Uma obra de arte não pode existir sem um terreno social onde mergulhe as raízes. É o vértice de uma pirâmide que precisa de uma base. E a base é tanto mais ampla, as raízes vão tanto mais fundo, o processo de elaboração é tanto mais complexo e integrador, quanto mais elaborada nos aparece a síntese - estética ou ideológica. É necessário que haja grupos humanos com escalas de valores definidos; é necessário que haja consciência dos limites e da transitoriedade desses valores, quer por serem patentes as suas contradições, quer porque entram em oposição com os de escalas diferentes; e é necessária a experiência humana vivida e meditada à luz destas contradições, desta mutabilidade dos valores que se contradizem ou se opõem e que se sujeitam à revisão.
Esta base e experiência social é condição necessária de toda a forma de elaboração ideológica ou estética.

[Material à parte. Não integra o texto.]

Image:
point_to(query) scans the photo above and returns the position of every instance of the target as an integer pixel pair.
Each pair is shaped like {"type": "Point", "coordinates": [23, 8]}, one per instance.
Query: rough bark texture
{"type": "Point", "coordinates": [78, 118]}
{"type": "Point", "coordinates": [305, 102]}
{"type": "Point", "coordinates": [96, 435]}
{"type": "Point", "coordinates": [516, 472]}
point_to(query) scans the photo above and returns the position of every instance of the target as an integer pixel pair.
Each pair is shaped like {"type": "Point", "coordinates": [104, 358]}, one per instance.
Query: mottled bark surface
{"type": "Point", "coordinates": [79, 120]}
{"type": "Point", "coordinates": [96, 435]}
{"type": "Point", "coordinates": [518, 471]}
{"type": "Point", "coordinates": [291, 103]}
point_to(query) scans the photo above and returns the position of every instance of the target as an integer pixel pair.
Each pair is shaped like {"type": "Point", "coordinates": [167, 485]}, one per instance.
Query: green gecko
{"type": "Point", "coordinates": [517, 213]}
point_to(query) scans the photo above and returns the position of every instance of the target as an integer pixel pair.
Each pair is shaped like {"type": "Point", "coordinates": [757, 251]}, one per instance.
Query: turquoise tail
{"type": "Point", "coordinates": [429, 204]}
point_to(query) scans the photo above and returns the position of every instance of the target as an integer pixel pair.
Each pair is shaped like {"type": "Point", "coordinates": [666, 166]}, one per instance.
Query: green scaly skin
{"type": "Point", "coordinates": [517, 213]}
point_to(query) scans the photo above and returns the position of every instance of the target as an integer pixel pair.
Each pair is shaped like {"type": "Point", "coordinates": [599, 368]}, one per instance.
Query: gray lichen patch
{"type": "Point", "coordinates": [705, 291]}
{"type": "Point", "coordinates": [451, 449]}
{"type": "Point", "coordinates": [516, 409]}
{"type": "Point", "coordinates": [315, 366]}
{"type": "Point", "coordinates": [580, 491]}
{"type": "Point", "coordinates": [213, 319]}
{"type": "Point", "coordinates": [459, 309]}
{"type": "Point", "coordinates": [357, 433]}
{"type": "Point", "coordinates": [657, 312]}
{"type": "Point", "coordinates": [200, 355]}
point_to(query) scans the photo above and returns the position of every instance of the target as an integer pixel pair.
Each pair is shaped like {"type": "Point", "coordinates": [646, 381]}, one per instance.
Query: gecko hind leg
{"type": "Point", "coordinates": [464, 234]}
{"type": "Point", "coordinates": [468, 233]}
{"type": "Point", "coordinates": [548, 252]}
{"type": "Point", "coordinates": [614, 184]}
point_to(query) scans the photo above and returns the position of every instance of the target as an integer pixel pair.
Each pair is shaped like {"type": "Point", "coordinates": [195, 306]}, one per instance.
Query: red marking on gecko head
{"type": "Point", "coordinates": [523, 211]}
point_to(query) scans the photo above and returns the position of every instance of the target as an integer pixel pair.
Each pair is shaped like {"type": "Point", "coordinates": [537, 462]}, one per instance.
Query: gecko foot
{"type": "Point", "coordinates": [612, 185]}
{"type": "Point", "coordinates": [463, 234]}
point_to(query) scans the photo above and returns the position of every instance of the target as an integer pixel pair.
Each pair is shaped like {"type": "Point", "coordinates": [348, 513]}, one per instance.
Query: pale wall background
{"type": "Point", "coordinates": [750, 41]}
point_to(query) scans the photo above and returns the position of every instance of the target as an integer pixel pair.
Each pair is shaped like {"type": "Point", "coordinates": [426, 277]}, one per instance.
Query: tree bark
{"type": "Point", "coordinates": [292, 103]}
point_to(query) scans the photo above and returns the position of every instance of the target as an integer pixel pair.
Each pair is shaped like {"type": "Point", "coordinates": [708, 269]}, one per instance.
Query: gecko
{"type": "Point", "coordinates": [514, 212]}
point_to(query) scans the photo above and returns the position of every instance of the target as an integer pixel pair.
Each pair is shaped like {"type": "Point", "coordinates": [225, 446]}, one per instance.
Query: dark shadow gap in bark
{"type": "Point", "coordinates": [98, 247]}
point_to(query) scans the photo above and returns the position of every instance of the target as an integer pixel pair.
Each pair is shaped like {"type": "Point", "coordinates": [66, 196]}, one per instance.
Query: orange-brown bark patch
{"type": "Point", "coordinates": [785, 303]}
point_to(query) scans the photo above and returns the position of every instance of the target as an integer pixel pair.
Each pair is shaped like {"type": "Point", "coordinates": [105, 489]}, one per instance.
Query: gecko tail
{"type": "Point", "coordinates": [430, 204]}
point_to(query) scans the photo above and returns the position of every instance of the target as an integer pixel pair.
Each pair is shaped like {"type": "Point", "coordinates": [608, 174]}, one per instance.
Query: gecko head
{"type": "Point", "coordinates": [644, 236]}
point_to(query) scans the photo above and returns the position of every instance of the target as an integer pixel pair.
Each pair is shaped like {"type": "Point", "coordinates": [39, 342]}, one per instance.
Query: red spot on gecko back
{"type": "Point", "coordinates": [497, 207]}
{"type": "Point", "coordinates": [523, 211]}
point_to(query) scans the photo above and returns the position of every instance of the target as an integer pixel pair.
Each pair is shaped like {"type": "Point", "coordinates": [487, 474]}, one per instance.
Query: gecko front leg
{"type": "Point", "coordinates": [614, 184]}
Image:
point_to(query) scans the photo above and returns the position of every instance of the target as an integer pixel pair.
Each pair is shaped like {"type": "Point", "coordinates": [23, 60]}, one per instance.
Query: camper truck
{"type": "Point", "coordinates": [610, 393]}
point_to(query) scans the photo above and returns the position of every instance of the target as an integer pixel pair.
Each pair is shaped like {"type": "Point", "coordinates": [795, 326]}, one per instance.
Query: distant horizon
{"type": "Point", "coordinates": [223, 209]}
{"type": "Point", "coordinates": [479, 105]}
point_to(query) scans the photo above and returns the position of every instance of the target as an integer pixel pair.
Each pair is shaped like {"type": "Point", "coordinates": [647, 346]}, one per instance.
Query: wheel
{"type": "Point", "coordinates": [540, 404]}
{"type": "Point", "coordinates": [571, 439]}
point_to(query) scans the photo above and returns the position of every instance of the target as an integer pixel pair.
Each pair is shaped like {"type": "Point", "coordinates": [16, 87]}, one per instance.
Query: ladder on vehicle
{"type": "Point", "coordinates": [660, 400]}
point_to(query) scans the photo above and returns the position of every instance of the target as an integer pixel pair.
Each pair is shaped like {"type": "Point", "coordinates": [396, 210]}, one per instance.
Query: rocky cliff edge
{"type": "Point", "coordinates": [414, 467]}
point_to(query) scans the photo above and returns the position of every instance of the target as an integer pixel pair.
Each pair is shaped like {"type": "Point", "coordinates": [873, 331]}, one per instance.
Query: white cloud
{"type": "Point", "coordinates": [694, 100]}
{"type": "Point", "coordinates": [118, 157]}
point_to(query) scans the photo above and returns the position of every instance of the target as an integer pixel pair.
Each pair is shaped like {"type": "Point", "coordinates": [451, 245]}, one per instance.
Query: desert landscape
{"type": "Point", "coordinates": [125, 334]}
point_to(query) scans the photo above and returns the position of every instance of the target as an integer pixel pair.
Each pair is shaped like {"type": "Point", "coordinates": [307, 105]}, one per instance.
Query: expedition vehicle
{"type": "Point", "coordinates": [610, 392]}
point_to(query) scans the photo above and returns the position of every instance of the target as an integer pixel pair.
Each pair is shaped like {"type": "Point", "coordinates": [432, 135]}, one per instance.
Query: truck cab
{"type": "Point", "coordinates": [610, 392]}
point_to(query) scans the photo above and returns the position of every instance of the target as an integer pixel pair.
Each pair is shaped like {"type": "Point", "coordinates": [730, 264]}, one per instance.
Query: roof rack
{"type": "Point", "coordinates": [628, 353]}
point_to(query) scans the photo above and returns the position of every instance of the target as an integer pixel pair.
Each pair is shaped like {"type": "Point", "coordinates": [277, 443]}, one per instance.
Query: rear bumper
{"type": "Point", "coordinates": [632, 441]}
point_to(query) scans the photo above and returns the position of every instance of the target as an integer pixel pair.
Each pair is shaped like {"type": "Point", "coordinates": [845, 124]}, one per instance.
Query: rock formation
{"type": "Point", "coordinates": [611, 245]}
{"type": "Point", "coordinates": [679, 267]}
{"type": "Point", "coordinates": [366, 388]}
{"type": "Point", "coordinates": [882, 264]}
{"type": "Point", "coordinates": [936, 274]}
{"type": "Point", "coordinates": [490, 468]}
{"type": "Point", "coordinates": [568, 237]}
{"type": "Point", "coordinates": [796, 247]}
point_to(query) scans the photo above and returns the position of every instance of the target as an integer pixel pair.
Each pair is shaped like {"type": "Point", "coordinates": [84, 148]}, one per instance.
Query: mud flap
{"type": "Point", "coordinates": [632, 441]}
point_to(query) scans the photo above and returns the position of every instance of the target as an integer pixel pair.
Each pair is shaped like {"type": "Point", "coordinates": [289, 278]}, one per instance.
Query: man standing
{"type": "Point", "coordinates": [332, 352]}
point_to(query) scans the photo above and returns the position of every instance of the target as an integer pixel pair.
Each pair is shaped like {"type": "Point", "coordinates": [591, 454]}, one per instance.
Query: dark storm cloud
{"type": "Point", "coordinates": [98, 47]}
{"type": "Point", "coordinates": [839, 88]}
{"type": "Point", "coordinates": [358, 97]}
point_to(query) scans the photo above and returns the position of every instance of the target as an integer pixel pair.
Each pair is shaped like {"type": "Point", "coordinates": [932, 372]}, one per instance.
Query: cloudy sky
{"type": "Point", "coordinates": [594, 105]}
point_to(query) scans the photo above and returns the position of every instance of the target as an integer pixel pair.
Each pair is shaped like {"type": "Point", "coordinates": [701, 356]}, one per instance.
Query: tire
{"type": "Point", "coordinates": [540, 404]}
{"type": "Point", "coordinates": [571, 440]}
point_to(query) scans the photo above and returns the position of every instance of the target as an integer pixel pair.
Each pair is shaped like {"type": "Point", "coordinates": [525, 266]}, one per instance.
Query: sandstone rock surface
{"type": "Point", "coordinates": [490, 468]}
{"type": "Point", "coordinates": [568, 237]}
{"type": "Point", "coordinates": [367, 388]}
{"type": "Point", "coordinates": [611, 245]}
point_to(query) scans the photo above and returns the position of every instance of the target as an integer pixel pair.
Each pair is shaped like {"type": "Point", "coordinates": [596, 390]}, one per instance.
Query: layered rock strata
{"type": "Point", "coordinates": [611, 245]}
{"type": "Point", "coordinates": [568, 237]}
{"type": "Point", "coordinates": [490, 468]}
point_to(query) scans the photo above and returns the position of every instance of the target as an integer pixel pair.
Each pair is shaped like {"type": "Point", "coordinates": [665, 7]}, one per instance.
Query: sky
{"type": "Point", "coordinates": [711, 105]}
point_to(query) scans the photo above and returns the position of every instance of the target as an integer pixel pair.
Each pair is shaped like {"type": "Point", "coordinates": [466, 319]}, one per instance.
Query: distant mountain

Lá onde foi possível uma obra de arte existiu necessariamente essa base. É por isso que uma obra de arte é significativa, e tanto mais quanto maior é o seu nível estético, ou seja, o seu grau de elaboração. Mas a recíproca não é verdadeira: lá onde existiu uma base social adequada não é necessário que exista também a correspondente síntese ideológica ou estética. A condição necessária para o florescimento da obra de arte não é só por si suficiente. A obra de arte exige mecanismos delicados, tais como escolas, tradições, convívios, etc., coincidências de oportunidades cujo cálculo não conhecemos ainda, tais como a convergência pouco comum de certa feições temperamentais no mesmo indivíduo, juntamente com uma experiência pessoal e circunstâncias particulares (certa combinação de actividade e de ócio, etc.). A Espanha barroca é a base necessária do Quixote; e a pessoa de Cervantes, com a sua formação, o seu meu próprio, o seu temperamento, a sua biografia, etc., constitui uma das condições complementares sem as quais o Quixote não existiria.
António José Saraiva, Comércio do Porto (número especial dedicado aos escritores portuenses)
1 comentário:
Olá, João! Tudo bom com você?
Confesso que, no início do fragmento, fiquei com receio de que se tratasse de um excerto próprio aos epígonos mais deterministas de Marx - a velha relação causal entre base e superestrutura.
Felizmente, fui completamente frustrado na minha projeção inicial. O fragmento é interessantíssimo em sua dialética envolvendo as condições objetivas e subjetivas para a constituição da obra de arte.
Enquanto o lia, me vinham à cabeça duas situações histórico-literárias diametralmente opostas: o século XIX russo e a atualidade.
Se lançarmos mão da tensão para a constituição da obra em meio a uma atmosfera efervescente que favorece as filiações, os contrapontos e o caráter prolífico, veremos na geração dos pais de Lênin um terreno praticamente sem paralelo na história da literatura. Não foi casual a ocorrência de gigantes como Dostoiévski e Tolstói. Os russos "utilizavam" a literatura para discutir, pela mediação estética, todas as questões prementes da situação explosiva que acossava o império feudal cuja ruína iminente contrastava com a modernidade.
Poderia ser feito um estudo, por exemplo, em relação à influência da censura para a constituição da escrita hieróglifa e esópica entre os russos. A ironia, por ali, não poderia ser dissociada das tensões objetivas.
Dialeticamente, o guarnecimento objetivo não determina, necessariamente, a existência de belas obras de arte. No entanto, o que o autor sugere é não a mônada individual que se embeberia das influências objetivas para daí criar a obra. O indivíduo, no fluxo objetivo-subjetivo que o autor analisa, me parece mais um feixe de confluências. A sensibilidade tende a ser forjada como uma entrega subjetiva ao Espírito do Tempo para que a obra trace um diagnóstico de época.
E aqui a dialética do autor supera a si mesma: como o conteúdo de verdade dessas relações é marcadamente transitório, a obra de arte também não constitui um sistema fechado em si mesmo, vale dizer, a obra de arte não é idêntica a si mesma ao longo da História. O sujeito que se fundiu ao objeto pela criação pode ser mais ou menos aparente, em decorrência da maior ou menor atualidade das questões que, à época da constituição da obra, ainda eram bem latentes.
Se pensarmos na contemporaneidade à luz dessas reflexões, poderemos entender o caráter estéril e asséptico da literatura atual. Para além dos círculos esotéricos, a indústria cultural e suas demandas de mercado pautam as produções culturais - nem preciso dizer que o cafetão Paulo Coelho é um "belo" exemplo nesse sentido, não é mesmo?
Dada a ausência de efervescência social, política e estética, o peso da dialética recai sobremaneira sobre os ombros do artista que, no capitalismo tardio, mais parece um autista - para o enorme sofrimento daqueles que queremos dizer algo.
Mais uma vez, João, muito oportuna a postagem a ensejar reflexões.